I've proven that, given a first-order $\phi$ in the language $\in$ and $v\in M^{<\omega}$, there is a first-order formula $\psi(M,v)$ that is equivalent to $\langle M,\in\rangle\models\phi(v)$. Specifically, this formula is simply $\phi(v)$ with all quantification over $M$. Although the paper is still being written, you may see the proof in the paper which I am writing here.
This brings up an interesting conjecture, which is the following:
Given a first-order sentence $\phi$ in the language $\{\in,c\}$ where $c$ is a constant symbol and some class $M$, $\langle M,\in,S\rangle\models\phi$ is equivalent to $M\models\psi(S)$ for some first-order $\psi$.
What is the proof of this conjecture? It seems intuitively true if one lets $\psi$ to be $\phi$ with $c$ replaced by the parameter of $\psi$.

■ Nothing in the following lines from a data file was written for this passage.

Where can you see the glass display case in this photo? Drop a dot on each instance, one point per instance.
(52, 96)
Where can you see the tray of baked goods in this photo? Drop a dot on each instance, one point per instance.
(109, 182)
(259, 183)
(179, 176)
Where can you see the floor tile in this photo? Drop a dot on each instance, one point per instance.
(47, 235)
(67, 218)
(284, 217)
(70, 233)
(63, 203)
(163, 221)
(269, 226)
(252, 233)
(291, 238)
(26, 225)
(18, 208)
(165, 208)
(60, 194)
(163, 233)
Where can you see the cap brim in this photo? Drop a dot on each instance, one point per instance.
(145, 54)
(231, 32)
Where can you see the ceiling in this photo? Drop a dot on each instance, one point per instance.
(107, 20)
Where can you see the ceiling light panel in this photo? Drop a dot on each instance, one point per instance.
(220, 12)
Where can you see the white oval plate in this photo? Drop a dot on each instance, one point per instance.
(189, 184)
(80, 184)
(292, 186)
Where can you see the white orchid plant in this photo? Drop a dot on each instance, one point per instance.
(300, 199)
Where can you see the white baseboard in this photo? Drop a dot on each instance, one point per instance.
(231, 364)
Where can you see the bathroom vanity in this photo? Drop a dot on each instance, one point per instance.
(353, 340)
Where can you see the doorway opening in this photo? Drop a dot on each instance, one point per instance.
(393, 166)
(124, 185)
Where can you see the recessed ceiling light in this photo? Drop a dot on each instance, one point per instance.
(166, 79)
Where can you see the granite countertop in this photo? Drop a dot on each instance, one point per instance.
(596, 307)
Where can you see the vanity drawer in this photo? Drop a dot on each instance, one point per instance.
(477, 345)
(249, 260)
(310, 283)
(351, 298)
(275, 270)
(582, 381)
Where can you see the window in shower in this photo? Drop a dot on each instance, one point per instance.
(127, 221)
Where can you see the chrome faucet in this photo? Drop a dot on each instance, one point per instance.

Yes, just let $\psi$ be $\phi$ with every instance of the symbol $c$ replaced by some variable which does not occur in $\phi$. You can prove this by induction on formulas. More precisely, suppose $\phi(x_1,\dots,x_n)$ is a formula with free variables $x_1,\dots,x_n$, and let $\psi(x_1,\dots,x_n,y)$ be the formula obtained by replacing all instances of $c$ with a new variable $y$. Then by induction on $\phi$, you prove that for any $v_1,\dots,v_n\in M$, $\langle M,\in,S\rangle\vDash \phi(v_1,\dots,v_n)$ is equivalent to $\langle M,\in\rangle \vDash \psi(v_1,\dots,v_n,S)$.